The TSX Composite Index has slumped over 10%, heading into a bear market. The dip has created an opportunity for value investors to go stock shopping this holiday season. Some growth and dividend stocks are falling because the entire market is in sell mode, while their fundamentals remain unaffected. Such stocks are worth buying during the dip. Now is the time to buy two stocks that have touched a 52-week low.
Constellation Software stock
Constellation Software (TSX:CSU) has slipped 20%, or by $490, from its high and is trading closer to its 52-week low. What caused the 20% fall? Hedge funds ignited the tech stock meltdown on December 31 due to early warnings that the Federal Reserve would pull back stimulus money and increase interest rates. All tech stocks temporarily enjoyed inflated prices as individuals invested their stimulus money. With the stimulus pullback, inflated prices got a reality check and was corrected.
Constellation stock got caught in the sell-off and fell 20%. It entered the oversold category on October 14. The company’s management used this sell-off in the tech space as an opportunity to buy some attractive, small vertical-specific software companies. It invested a record US$1.2 billion in acquisitions in the first half of 2022. And Constellation didn’t stop there; it has many more deals in the third quarter.

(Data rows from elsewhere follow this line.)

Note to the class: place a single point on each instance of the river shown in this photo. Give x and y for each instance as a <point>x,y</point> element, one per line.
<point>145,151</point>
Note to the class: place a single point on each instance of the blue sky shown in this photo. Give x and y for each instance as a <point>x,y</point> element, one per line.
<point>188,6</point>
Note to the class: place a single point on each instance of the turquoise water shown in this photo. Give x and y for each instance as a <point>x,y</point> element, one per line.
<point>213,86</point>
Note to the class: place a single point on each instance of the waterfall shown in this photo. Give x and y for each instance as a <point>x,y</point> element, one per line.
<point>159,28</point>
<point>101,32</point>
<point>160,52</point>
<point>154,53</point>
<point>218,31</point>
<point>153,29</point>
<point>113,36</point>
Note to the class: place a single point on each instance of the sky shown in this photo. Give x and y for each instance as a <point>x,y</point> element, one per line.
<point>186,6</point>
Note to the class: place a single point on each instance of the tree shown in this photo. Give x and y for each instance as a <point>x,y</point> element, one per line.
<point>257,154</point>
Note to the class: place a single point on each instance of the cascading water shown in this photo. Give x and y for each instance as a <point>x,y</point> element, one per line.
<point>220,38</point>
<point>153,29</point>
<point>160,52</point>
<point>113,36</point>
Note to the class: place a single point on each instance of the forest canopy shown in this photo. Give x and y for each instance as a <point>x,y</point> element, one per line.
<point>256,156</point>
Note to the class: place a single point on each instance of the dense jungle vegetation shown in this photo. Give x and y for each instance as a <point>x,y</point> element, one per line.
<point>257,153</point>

As an umbrella company for software services, these deals will accrue on Constellation’s earnings per share (EPS) and cash flow. A pre-requisite for its deals is that companies have regular recurring cash flows. These cash flows might slow down as enterprises cut back on spending, but they could accelerate in the future. By the time the bear stint recedes, and recovery begins, Constellation will have acquired a sizeable number of companies with recurring cash flow.

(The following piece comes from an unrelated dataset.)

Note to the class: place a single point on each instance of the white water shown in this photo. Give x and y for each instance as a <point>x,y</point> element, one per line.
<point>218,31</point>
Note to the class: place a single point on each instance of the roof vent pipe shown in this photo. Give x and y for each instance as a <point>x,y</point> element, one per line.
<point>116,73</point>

Constellation stock has lost almost 16 months of upside and is back to June 2021 levels. Now is the time to buy the stock. A single stock can earn you over $500 in a year when the effects of a recession recede, and cash flows from those acquired companies reflect in the stock price.
Investing in real estate stocks
Real estate is another sector that has been hitting new lows. Rising interest rates have made mortgages expensive, and inflation has increased the rental spread, making up for the two-year rent stagnation during the pandemic. Current conditions are challenging, but CT REIT (TSX:CRT.UN) has the backing of Canadian Tire.
CT REIT
Canadian Tire spun off its stores into a REIT and named it CT REIT. Hence, CT REIT’s biggest tenant is Canadian Tire, and the retailer serves as an anchor to pull other retailers near its stores. The REIT enjoys a 99.4% occupancy ratio and weighted average lease term of 8.6 years. These two metrics ensure cash inflows through rent.

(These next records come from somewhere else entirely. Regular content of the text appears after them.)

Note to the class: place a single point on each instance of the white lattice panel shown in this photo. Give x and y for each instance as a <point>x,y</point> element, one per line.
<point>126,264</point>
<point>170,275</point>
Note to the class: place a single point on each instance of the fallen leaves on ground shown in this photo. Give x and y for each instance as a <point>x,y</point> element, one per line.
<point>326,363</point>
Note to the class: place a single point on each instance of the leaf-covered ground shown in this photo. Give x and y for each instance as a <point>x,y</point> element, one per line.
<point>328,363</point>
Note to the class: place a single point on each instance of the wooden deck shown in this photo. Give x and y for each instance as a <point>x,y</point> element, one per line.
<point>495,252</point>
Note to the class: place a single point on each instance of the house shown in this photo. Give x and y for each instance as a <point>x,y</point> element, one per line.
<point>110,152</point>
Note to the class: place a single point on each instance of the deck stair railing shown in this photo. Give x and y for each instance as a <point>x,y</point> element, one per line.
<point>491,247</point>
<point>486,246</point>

This REIT is more inclined towards rent and less invested in developing and reselling properties. Hence, any reduction in the value of its property portfolio won’t impact its distributions. Moreover, the REIT maintains a safe distribution payout ratio of 75% despite increasing the distribution at an average annual rate of 3.2% since 2014.
CT REIT survived the short pandemic-related recession without any distribution cuts. It can likely withstand a longer recession by stagnating distribution growth until the economy revives. But no signs of this so far. The REIT’s stock price has dipped more than 18% since the first interest rate hike in March. It hit its 52-week low on October 11 and hasn’t recovered much.
Now is a good time to buy the REIT and lock in an attractive 5.84% distribution yield. If the stock returns to its 200-day moving average of $16.8, that’s a 12% appreciation from the current trading price. If you invest $2,000 in this REIT, you can earn $235 in capital appreciation + $117 in distributions. That’s an investment income of $351, which could be exempt from capital gain tax if invested through the Tax-Free Savings Account (TFSA).
Investing the foolish way
These two stocks have a good chance of recovering when the market rebounds with an uptick in the economy. They could continue to fall throughout 2022, but all you need to do is hold patiently for the long-term. Such value stocks reward patience.